In a statement, Sian Jones, Senior Advisor on distribution ledger technology (DLT) at the GFSC said. "Token regulation is the natural progression following the regulation of DLT Providers, being vital to the protection of consumers. One of the key aspects of the token regulations is that we will be introducing the concept of regulation authorised sponsors who will be responsible for assuring compliance with disclosure and financial crime rules."
We keenly await the implementation of the legislation, as it will undoubtedly offer guidance to other offshore financial centres such as the Channel Islands.
An alternative to ICOs
While debate around the use of ICOs continues, Initial Loan Procurements (ILPs) have emerged as a new fundraising method. Similar to an ICO but in the form of loans rather than coin acquisitions, ILPs enable borrowers and creditors to enter into a loan agreement through legally binding smart contracts. With an ILP, a creditor's investment is contractually tied to the performance of the company and eliminates the wild swings of volatility that have been associated with a vast number of ICOs. In simple terms, as long as the company makes a profit, the creditor gets annual returns.

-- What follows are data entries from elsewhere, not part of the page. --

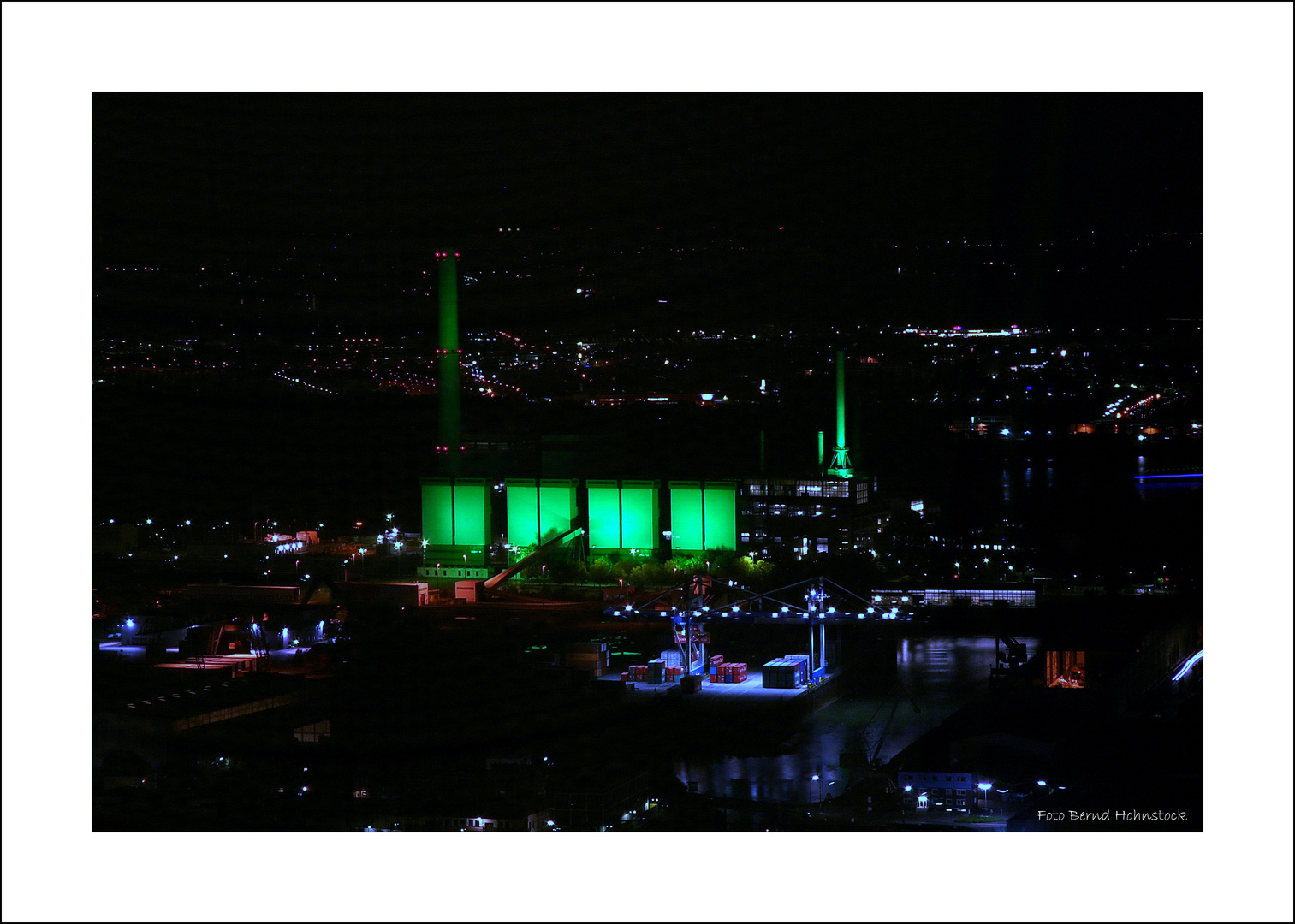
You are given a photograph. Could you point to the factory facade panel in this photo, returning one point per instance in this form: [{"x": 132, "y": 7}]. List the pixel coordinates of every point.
[
  {"x": 720, "y": 514},
  {"x": 702, "y": 518},
  {"x": 438, "y": 512},
  {"x": 686, "y": 517},
  {"x": 524, "y": 512},
  {"x": 640, "y": 522},
  {"x": 603, "y": 515},
  {"x": 456, "y": 518},
  {"x": 558, "y": 505}
]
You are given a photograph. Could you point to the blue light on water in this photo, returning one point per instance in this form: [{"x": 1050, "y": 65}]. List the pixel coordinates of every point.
[{"x": 1191, "y": 663}]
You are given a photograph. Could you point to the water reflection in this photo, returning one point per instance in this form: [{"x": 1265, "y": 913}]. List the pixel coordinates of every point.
[{"x": 934, "y": 678}]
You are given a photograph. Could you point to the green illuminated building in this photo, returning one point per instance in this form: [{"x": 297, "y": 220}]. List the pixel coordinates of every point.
[
  {"x": 841, "y": 466},
  {"x": 447, "y": 360},
  {"x": 623, "y": 517},
  {"x": 538, "y": 509},
  {"x": 702, "y": 518},
  {"x": 454, "y": 520}
]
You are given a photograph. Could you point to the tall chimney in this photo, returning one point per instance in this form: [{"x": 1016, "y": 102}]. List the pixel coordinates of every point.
[
  {"x": 841, "y": 466},
  {"x": 447, "y": 361}
]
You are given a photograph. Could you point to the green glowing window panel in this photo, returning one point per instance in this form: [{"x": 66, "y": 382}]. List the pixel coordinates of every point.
[
  {"x": 603, "y": 515},
  {"x": 639, "y": 518},
  {"x": 524, "y": 518},
  {"x": 720, "y": 510},
  {"x": 557, "y": 505},
  {"x": 686, "y": 517},
  {"x": 438, "y": 512},
  {"x": 472, "y": 512}
]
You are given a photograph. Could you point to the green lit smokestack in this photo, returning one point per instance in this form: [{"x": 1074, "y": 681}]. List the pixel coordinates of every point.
[
  {"x": 447, "y": 361},
  {"x": 841, "y": 466}
]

Two Estonia-based companies, Blockhive and Agrello, have formed a partnership to provide the first ILP of its kind, 'Blockhive'. Blockhive's model removes the issuance of tokens (in the anticipation of future appreciation of those tokens) and replaces it with a contractual entitlement to 20% of their annual operating profits.
Agrello is a legal technology start-up that builds legally-binding, self-aware agreements on blockchain. The use of Agrello ID, a digital identification and signature solution, provides the support for necessary KYC and anti-money laundering solution, ensuring that the system fulfils all legal requirements. The agreements from Agrello ensure that creditors' data is encrypted and stored unalterably in the blockchain. To access and transact on the Blockhive platform, users must fully register and receive the protocol's Future Loan Access Tokens (FLAT) (transferrable loans that can be assigned to third parties) as soon as they lend funds to the company. This could go a long way to alleviate regulators' concerns about fraud and money-laundering.
The ultimate objective is to continue the decentralised crowdfunding opportunities that are similar to ICOs, only this time, with improved functionality and without restrictions imposed by regulatory bodies.
For businesses that don't need tokens, ILPs provide an attractive alternative whereby more time and energy can be spent on business development, rather than creating tokens with no actual use.